I find the opposite true: code is easy to replicate and the datasets for algorithm comparison are open (e.g. imdb used in the PV paper). If you show very good results (especially with a simple approach such as PVs) people will immediately implement your algorithm and if their results don't match your published results, it will be known. PS: I implemented PVs shortly after it was published - though I don't care so much for the 1-3% or wtv accuracy discrepancy on the imdb dataset, the idea is great.

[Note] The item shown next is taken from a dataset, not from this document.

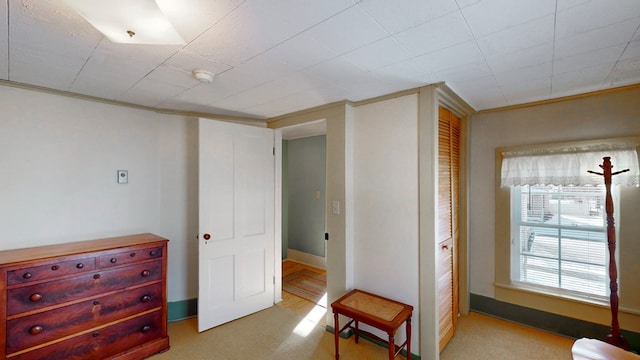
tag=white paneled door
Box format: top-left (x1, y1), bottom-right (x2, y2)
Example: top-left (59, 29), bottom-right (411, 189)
top-left (198, 119), bottom-right (275, 331)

> Graduate students almost never write tests for their code

1) I doubt a standard software test would've helped here (probably cross-val would've caught it); 2) Who writes tests for experiment code? 3) The graduate student story is concerning: either a) someone doing a lot of the heavy lifting for the paper w/o being credited or b) this someone doesn't exist

1 comments

Code is only easy to replicate when they give you or publish the code. This is not true of many ML papers. In the words of the second author, a 3% accuracy difference on this particular dataset is a "huge difference."

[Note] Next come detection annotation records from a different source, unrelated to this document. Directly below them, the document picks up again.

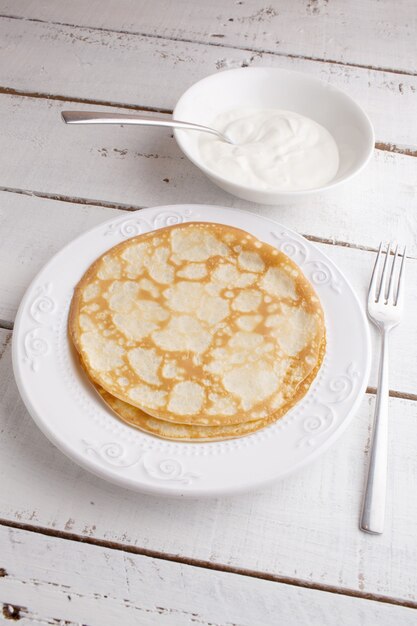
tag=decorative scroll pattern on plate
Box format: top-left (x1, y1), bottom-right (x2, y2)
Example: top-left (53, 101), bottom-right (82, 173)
top-left (81, 439), bottom-right (200, 485)
top-left (103, 209), bottom-right (199, 238)
top-left (272, 231), bottom-right (343, 294)
top-left (297, 363), bottom-right (360, 447)
top-left (23, 283), bottom-right (57, 372)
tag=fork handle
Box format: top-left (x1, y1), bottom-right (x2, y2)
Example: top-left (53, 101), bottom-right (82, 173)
top-left (360, 329), bottom-right (389, 535)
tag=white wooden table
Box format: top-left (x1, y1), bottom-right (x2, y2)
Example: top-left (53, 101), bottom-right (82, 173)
top-left (0, 0), bottom-right (417, 626)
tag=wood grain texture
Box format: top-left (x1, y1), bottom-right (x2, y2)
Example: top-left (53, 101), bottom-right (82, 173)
top-left (0, 527), bottom-right (416, 626)
top-left (0, 192), bottom-right (417, 394)
top-left (0, 331), bottom-right (417, 606)
top-left (0, 18), bottom-right (417, 152)
top-left (0, 96), bottom-right (417, 255)
top-left (1, 0), bottom-right (417, 73)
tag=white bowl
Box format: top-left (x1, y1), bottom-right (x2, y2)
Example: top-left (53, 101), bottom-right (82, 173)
top-left (174, 67), bottom-right (375, 204)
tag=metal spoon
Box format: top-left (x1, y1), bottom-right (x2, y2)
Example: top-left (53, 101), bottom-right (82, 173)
top-left (61, 111), bottom-right (234, 144)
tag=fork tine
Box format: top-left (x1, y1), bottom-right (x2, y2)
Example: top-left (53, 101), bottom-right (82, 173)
top-left (376, 242), bottom-right (391, 302)
top-left (386, 243), bottom-right (399, 304)
top-left (395, 246), bottom-right (407, 306)
top-left (369, 241), bottom-right (382, 301)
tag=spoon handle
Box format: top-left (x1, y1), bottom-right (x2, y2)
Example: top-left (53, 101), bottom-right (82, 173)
top-left (61, 111), bottom-right (225, 139)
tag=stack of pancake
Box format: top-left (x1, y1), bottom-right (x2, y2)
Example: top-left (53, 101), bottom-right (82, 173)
top-left (69, 222), bottom-right (325, 441)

In fact, dismissing a 3% difference is actually reflective again of how delicate understanding ML results is. A jump from 90% accuracy to 93% accuracy is massively different than a jump from 50 to 53% or even a jump from 80 to 83%.

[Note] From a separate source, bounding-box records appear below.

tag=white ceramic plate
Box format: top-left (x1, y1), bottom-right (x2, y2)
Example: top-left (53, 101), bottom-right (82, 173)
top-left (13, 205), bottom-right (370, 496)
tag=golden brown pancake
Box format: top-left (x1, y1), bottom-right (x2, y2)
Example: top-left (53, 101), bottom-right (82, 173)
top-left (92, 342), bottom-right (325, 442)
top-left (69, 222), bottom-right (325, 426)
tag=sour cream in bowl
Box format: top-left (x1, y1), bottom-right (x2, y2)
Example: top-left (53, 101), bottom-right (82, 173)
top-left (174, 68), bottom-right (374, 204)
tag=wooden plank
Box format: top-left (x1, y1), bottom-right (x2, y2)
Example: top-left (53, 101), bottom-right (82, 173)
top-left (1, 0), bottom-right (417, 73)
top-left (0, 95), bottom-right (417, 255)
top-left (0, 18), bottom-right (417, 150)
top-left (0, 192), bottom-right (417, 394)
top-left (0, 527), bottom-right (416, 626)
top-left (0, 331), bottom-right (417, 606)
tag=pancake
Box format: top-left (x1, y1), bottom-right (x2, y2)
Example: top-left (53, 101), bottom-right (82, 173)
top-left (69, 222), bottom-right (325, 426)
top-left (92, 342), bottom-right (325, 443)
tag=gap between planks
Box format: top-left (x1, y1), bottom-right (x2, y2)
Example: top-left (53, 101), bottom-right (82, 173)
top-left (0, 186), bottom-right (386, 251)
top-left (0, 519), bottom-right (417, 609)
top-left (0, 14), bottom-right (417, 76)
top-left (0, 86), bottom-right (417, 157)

Almost nobody writes tests for experiment code. You're proving my point :)

> Code is only easy to replicate when they give you or publish the code

No. Graduate ML students can implement the papers they read w/o a reference implementation - just search github. As I said, I implemented PV w/o the reference code. Many others did the same even before I did.

> dismissing a 3% difference is actually reflective again of how delicate understanding ML results

Not really. I understand very well results in ML (Otherwise I would be a pretty incompetent graduate student). But does a 3% increase on say imdb translate to an increase on a another text classification task? possibly - but usually not. If it does translate well across text classification datasets, you will almost certainly see the different datasets and the results in the paper.

> Almost nobody writes tests for experiment code. You're proving my point :)

It's a good point but in my experience, the kinds of mistakes that I've usually found with my own or others experimental code would not be possible to catch with a software test. Only with analysis of the results do they become obvious.